Volkswagen's Chattanooga-made Passat is front and center in the automaker's new Super Bowl commercial as the company hearkens back to a scene from the classic film "It's a Wonderful Life" to showcase German engineering.
The commercial shows VW engineers sprouting wings at often comedic moments every time a VW achieves 100,000 miles on the road.
A father driving a black Passat tells his daughter about the wings -- a reference to a scene in the classic Christmas movie in which a character says, "Every time a bell rings, an angel gets his wings."
Jeff Sayen, Volkswagen of America's advertising manager, said the ad hits on "a special moment" between a father and daughter.
"What we really wanted to do is talk about the claim that Volks-wagen has the most vehicles than any brand with 100,000 miles," he said. "We wanted to bring that to life -- human stories told simply, and to have a humorous tone."
The ad is a sharp contrast between the angelic winged engineers and the mini-Darth Vader which VW used effectively a few years ago when it introduced the made-in-America Passat.
Sayen said the Super Bowl, which is set for a Sunday kickoff, is a special two-week period for advertisers. It's the fourth year in which VW has released its Super Sunday commercial before the game.
Advertising Age reports that 30-second commercials on the Fox network during the Super Bowl are priced at more than $4 million this year and 60-second ads, like the one that VW is showing now on YouTube, cost far more.

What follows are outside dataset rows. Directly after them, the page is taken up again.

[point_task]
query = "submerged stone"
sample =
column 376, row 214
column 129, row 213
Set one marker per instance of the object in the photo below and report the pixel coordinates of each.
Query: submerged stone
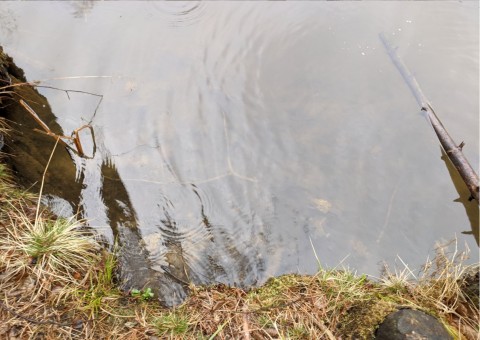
column 411, row 324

"It's a unique period in which people are actively searching out advertisements" that go with the game., Sayen said. "What better way to take advantage of that participation."
Addressing some complaints about VW advertising that it's too focused on promoting the broad brand in America, Sayen said that's something officials are evaluating. Using the big platform the Super Bowl offers provides a chance to talk about the brand and to make sure it's the one for the viewers, he said.

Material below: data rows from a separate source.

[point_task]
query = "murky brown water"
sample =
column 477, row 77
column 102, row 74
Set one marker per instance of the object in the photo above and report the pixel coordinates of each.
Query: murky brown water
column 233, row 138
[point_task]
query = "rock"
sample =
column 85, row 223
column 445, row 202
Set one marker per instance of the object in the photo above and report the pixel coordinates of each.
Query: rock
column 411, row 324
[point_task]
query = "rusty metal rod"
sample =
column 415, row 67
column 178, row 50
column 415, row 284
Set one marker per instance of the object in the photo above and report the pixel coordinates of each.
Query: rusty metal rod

Later in the year, VW will look at presenting more vehicle targeted messaging, Sayen said.
In addition to the Passat, the commercial shows the Passat CC and the Tiguan sport utility vehicle.
Rebecca Frank, creative services director for WDSI Fox61, said the Super Bowl has a definite positive impact on the Chattanooga station in terms of revenue.

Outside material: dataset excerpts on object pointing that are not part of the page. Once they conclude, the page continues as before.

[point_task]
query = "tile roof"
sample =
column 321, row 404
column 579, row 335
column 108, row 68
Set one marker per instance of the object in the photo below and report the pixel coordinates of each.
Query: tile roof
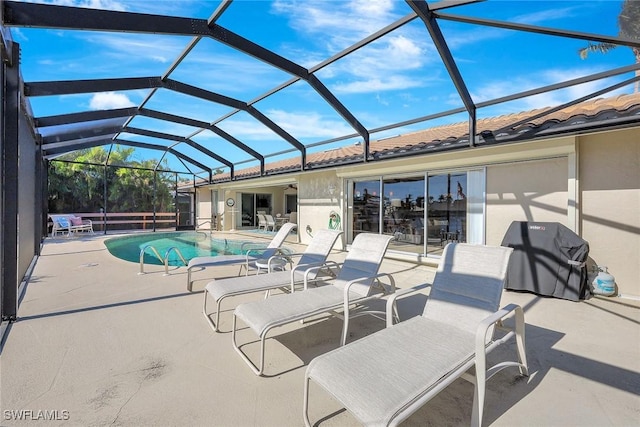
column 592, row 114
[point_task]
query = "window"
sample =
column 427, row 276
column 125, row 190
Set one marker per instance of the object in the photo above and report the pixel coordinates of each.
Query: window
column 422, row 212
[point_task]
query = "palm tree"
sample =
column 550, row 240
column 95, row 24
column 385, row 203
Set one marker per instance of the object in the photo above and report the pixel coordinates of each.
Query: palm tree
column 628, row 26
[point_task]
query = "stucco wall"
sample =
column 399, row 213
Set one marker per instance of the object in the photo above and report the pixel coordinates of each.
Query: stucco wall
column 315, row 202
column 525, row 191
column 610, row 199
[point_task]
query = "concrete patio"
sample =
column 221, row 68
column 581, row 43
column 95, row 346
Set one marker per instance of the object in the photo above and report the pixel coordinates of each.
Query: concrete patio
column 101, row 345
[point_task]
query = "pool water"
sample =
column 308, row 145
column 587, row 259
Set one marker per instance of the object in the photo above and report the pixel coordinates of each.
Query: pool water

"Locally, we see quite a bit of a bump," she said. "Advertisers want to be in the game."
Frank said the station, in addition to running national ads, also gets a number of "local units" of time in which it can run spots. She said she didn't know how much revenue the Super Bowl would generate for the station, but that the game is a big draw.
"We're expecting a big bump in viewership as well," Frank said.
Vinay Shahani, vice president of marketing at Volkswagen of America, said the game is a unique chance for the automaker to entertain tens of millions of people.
"We are thrilled with this year's creative, which highlights the enthusiasm around our brand and our vehicles' German engineering in a humorous spot that embodies the Volkswagen spirit," he said in a statement.
The commercial was developed by Argonaut, a San Francisco-based creative agency.